Saturday, 22 January 2011

To the Saltisford Arm and Back

Last Thursday dawned crisp with a sharp frost but cloudless and the Sun shone quietly and sublimely in a pale blue sky, with the promise of a beautiful day to follow. Though there had been a frost overnight there was no ice on the calm unruffled surface of the canal. As always in bright sunshine, the opaque olive water beckoned and I was drawn to make the most of it.
I had been stationary for far too long. Though the mooring had been quiet and pleasant, I needed to be on the move. ‘JP2’ would also benefit by being put to work again. Apart from being started only briefly on a couple of occasions since her rest, I didn’t know how she would perform on a run and in a manoeuvring situation. I decided to go up through the two Cape locks for about a mile and a half, as far as the Saltisford Arm to test her, turn around and then come back, timing it so that I would be outside the ‘Cape of Good Hope’ pub at lunchtime.
As we were facing in the right direction already we moved slowly and quietly away from the quay with no effort at all. It was wonderful to feel the slow throb of the big engine beneath my feet again and with the end of the tiller lodged in the small of my back, as I stood quite relaxedly with arms crossed, on the top step of the Boatman’s Cabin, the ‘Epping’ stove warming my legs from below, ‘Futurest’ responded well and immediately, to any slight tiller movement that I put on. She was obviously happy to be away too.
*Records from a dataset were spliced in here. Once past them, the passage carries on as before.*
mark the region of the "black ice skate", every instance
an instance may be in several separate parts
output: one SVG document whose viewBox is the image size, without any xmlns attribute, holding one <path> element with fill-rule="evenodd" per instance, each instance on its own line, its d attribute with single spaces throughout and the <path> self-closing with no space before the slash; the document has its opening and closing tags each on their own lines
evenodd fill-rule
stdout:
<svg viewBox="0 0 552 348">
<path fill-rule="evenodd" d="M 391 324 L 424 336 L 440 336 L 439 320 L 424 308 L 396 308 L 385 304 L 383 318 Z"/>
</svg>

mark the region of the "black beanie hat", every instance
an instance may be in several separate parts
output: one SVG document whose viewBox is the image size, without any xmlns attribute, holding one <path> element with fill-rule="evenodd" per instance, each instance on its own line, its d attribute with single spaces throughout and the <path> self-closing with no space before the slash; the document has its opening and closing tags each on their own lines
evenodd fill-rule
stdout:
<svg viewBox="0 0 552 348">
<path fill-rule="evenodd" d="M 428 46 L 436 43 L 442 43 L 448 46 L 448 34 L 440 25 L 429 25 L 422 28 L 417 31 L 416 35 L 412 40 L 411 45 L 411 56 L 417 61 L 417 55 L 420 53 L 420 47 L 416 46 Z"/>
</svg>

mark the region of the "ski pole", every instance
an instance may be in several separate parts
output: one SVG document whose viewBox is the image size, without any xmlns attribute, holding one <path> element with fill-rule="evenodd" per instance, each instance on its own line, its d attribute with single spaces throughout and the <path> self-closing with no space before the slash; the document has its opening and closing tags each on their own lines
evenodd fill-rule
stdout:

We were in no hurry and passed through the two big locks with ease. I hopped off with the centre line and climbed the steps and left ‘Futurest’ to glide in on her own. She now knows exactly what to do without me and when to stop with her nose just before the cill. It felt good to be able to close the gate behind her and puff a bit as I wound up the paddle to let the water in. It was just like old times! Nothing had changed.  
In another three quarters of an hour, we reached the Saltisford Arm, accompanied by the odd jogger or two, a winter robin who had cheerfully sang to us all the way up the towpath and the many mallards of course who complained volubly because we were disturbing their peace. The turnaround was accomplished with ease and ‘JP2’ responded to my engine movements with her usual thoughtfulness (Now do I or don’t I?  .... Okay! Alright then, maybe I will!), but positively getting there in the end. I am well used to her responses by now.
Then with the Sun still shining beautifully we began the return journey.
The usual collection of boats was clustered outside and around the ‘Cape of Good Hope’, as if needing the pub for their very sustenance. But there was still one space left for us to join them, on the towpath side. So after I had tied up and battened down, I was able to enjoy a very relaxed lunch of homemade chicken and mushroom pie. It was hot and delicious. The pub was very quiet inside as there was hardly anybody else there.
About an hour later, after negotiating the two Cape locks in the downhill direction, we arrived back at Kate Boats yard. We went about with ease in their turning basin and finished up port side to, alongside at the old mooring, facing back up the canal towards the Cape. I made fast and reconnected the 240 volt power line at 1500 hours.
By this time the Sun was beginning to go down again and it was getting cooler. Though the temperature had struggled all day to rise much above freezing point, it had been a lovely day and was most satisfyingly memorable.